Saturday, September 22, 2012

Thank You, Paul Tough

I spend a lot of time reading education books, attending education talks, and generally trying to access and think about big ideas in education. While I like spending time with all of these ideas, it's rare that the ideas feel new. Even when an author's perspective deeply resonates with me, it usually feels like another iteration of the same old idea.* However, Paul Tough is now two for two in completely blowing my mind with his reporting about education.

First I read Whatever It Takes, the story of Geoffrey Canada and the Harlem Children's Zone. I read the book in a day and the first thing I did after closing the cover was to make a large (for me) donation to the HCZ. Then this week's episode of This American Life, "Back to School," was based on Tough's new book about the role of "non-cognitive" factors (things like perseverance, attention span, self-management, etc.) in determining a person's success. Both times, the ideas that Tough brought to life articulated ideas that have been loosely swimming around in my head but that I could never piece together. As I was listening to This American Life today and when I read Whatever It Takes I found myself thinking "Yes! Of course! That's it!" The ideas felt fresh and innovative, but also realistic and highly effective. Again, that's not something I feel very often when I listen to  education research.

Moreover, Paul Tough's work makes me feel optimistic. This is another feeling I rarely have about education. Even when things go well in the tiny microcosm of my own classroom, I feel the crushing weight of just how ineffective I am in the larger scale of things. I serve so few kids, and even for those kids I'm such a small part of their lives. For the little part I play in their lives, there is only so much I can do both because one person can only make so much of a difference, but also because of structural factors in the education system that make it harder for me to be a good teacher for kids and harder for them to get the most out of their schooling experience. And beyond that, what about all the non-school-related things in their lives? Even if I'm the most amazing teacher in the world (which I am not), it only has a certain impact when a kid doesn't have enough to eat, lives in an abusive household, can't afford to go to college, is fighting to stay out of gangs, gets pregnant... the list of things I can't control is overwhelming.

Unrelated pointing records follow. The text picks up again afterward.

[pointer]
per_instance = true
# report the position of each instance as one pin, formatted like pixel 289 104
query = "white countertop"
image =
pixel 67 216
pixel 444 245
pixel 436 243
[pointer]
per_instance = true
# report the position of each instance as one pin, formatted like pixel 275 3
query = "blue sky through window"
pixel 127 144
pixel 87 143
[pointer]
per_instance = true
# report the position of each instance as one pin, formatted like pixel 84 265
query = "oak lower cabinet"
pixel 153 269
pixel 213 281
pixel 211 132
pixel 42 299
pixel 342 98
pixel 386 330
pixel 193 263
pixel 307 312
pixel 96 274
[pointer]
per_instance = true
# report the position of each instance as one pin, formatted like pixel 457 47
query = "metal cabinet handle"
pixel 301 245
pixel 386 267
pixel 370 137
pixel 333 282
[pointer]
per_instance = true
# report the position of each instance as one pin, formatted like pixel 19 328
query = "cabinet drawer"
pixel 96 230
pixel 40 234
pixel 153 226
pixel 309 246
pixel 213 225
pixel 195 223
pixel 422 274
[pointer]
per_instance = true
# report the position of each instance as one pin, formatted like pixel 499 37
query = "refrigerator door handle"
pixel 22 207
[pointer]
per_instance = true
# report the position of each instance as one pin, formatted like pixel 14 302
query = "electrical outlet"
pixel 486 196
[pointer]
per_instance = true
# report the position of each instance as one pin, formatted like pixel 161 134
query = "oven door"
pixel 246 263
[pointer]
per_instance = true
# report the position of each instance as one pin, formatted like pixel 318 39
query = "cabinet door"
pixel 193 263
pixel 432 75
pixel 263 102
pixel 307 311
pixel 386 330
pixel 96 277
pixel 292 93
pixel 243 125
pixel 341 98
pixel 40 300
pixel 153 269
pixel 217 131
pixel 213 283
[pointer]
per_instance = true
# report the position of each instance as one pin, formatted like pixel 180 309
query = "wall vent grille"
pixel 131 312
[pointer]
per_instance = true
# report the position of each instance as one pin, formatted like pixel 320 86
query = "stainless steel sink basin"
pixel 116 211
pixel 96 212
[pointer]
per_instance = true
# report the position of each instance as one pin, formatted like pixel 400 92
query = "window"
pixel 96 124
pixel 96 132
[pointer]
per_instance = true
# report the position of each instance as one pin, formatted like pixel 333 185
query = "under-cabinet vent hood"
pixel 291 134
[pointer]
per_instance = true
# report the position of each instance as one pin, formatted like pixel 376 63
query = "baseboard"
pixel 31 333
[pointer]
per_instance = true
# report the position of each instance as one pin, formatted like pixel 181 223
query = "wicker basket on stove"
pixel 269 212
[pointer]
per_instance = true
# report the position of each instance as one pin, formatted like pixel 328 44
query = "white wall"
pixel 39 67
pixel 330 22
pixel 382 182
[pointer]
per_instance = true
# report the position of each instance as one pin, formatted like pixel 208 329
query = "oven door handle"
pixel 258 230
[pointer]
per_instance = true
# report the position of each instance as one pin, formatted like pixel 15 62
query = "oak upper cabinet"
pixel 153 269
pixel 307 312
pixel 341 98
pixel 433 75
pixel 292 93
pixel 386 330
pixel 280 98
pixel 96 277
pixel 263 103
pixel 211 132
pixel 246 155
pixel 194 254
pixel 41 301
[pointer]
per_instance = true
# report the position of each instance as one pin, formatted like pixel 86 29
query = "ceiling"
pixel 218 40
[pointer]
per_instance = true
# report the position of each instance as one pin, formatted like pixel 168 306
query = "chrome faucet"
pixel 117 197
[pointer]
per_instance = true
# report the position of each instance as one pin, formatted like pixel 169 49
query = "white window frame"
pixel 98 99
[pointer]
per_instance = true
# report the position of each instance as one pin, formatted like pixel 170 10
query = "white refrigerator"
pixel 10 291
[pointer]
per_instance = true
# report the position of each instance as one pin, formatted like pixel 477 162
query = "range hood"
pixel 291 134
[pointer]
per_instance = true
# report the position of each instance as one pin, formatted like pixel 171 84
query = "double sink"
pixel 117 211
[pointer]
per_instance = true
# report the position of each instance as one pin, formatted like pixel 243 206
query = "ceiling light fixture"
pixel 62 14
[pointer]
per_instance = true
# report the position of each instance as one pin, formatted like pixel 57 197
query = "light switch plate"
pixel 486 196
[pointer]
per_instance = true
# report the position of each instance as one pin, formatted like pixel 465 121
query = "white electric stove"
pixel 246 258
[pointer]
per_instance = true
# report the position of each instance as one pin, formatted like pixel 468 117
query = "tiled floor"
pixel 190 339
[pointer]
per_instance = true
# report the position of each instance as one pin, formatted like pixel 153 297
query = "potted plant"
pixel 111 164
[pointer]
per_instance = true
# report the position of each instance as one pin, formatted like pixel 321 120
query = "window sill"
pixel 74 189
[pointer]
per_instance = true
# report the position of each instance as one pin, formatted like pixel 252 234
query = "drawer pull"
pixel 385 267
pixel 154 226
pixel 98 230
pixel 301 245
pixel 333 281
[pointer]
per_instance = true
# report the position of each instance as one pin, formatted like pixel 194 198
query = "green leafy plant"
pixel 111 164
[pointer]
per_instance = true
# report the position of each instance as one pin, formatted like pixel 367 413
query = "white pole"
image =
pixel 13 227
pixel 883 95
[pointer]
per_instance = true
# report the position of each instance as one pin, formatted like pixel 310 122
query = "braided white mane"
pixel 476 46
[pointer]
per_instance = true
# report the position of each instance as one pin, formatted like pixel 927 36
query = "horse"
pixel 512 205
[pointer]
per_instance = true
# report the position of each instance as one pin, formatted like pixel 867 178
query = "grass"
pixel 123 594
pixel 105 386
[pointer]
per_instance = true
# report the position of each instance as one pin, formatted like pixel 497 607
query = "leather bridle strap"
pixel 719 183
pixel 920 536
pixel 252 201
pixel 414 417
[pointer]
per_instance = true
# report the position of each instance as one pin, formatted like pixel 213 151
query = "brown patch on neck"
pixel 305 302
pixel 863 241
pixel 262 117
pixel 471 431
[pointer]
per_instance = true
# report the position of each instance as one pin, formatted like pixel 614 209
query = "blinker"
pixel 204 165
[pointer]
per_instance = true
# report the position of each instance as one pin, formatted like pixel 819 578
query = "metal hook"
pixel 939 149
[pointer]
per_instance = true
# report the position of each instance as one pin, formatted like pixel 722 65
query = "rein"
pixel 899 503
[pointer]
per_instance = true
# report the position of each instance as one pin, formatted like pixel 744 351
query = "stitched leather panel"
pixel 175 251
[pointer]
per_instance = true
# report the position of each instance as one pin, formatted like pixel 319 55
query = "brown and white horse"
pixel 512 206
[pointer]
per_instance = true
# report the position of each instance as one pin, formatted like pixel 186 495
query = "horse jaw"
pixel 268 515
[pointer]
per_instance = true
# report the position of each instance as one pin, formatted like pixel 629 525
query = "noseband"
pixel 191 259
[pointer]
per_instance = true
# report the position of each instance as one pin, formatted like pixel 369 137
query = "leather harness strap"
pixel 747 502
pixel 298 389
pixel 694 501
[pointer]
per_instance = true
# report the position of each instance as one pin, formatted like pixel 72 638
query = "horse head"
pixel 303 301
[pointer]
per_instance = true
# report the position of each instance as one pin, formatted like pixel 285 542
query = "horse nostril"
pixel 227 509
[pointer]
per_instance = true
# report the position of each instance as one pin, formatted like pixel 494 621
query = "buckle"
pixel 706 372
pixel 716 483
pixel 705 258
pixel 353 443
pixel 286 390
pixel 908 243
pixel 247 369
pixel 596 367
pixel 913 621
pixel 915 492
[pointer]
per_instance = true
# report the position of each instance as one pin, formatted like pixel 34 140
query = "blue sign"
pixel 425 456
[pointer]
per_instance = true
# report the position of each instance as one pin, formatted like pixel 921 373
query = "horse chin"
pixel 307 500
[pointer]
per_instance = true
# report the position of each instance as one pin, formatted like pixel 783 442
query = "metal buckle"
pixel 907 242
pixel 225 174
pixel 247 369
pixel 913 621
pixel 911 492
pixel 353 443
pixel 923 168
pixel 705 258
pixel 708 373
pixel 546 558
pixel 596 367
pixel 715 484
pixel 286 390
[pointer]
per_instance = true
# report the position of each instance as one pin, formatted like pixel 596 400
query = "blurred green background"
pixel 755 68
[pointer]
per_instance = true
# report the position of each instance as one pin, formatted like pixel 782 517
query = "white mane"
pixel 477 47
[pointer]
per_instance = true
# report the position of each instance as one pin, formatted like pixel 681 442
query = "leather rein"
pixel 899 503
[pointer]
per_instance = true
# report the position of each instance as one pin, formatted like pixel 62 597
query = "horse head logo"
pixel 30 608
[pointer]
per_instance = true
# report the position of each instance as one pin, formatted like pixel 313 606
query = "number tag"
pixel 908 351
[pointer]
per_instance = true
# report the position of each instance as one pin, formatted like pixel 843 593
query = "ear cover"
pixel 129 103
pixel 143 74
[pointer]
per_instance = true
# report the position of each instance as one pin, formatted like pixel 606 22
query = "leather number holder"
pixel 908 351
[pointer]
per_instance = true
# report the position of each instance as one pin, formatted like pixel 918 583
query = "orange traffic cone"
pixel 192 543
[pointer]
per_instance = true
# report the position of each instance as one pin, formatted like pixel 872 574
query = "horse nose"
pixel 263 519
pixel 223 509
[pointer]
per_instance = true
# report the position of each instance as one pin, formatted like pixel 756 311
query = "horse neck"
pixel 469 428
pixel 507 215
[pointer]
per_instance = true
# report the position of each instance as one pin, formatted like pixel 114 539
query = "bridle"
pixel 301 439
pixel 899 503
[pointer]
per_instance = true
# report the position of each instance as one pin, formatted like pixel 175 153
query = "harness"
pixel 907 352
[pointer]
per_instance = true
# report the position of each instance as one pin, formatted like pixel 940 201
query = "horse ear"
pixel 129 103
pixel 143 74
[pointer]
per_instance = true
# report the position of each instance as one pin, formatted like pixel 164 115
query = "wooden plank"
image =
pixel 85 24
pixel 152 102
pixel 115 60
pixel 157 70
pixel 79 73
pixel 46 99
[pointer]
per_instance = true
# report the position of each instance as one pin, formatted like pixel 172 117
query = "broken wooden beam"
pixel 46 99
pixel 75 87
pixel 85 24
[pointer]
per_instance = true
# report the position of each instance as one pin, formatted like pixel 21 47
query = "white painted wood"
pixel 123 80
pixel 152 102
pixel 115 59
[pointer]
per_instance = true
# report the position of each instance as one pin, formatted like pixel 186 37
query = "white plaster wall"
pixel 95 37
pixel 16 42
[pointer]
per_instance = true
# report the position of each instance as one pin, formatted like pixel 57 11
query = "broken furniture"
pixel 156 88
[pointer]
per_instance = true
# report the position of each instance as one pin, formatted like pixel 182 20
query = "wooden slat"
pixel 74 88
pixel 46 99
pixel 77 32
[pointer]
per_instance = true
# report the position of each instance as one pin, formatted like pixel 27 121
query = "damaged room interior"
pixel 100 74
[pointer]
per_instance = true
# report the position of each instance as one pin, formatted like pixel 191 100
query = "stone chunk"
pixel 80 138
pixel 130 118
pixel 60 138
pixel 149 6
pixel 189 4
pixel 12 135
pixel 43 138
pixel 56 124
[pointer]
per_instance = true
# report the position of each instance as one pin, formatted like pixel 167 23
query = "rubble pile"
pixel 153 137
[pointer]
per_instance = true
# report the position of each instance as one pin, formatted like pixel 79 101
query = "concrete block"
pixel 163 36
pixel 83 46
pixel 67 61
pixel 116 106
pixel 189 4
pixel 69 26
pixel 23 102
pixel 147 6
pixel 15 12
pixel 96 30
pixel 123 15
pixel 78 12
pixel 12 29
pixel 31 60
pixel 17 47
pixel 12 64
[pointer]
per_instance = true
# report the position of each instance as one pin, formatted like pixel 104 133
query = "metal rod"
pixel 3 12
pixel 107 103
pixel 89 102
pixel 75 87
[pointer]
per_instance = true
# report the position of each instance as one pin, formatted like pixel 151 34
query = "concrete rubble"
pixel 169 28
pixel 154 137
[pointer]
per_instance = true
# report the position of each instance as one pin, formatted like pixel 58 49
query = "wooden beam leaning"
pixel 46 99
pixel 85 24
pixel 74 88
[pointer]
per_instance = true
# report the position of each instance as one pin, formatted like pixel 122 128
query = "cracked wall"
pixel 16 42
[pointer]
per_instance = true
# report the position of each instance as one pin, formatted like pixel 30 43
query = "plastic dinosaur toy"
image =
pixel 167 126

And then there's all the research about how kids' general life outcomes can usually be predicted by what happens in just their first few years of life, or even the family they're born into. If I first meet at kid at age 15, is it too late? Are their fates already sealed? Am I just a weird  kind of hospice worker, helping kids make a slightly less miserable transition into a pre-destined-by-birth cycle of poverty, imprisonment, and/or trauma? Paul Tough's books tell me no, all is not lost. The damage that has been done to kids from underserved communities is real and can have devastating consequences, but the damage is not inevitable.

Thank you, Paul Tough, for giving me a reason to not quit my job.

If you haven't listened to the This American Life episode, do it immediately.

*I get the impression that the findings behind almost all education research ever boils down to the solution of "know your students." This is a lovely idea and piece of advice; I absolutely agree that the most effective way for a teacher to support students is to know them better. The more I know my students academically, socially, emotionally, etc. the better I can serve them. However, this idea is so much easier said than done, so hearing over and over again that I just need to work on knowing my students doesn't actually help me figure out how to do that in a way that's manageable and realistic. But this is a whole other blog entry for another time.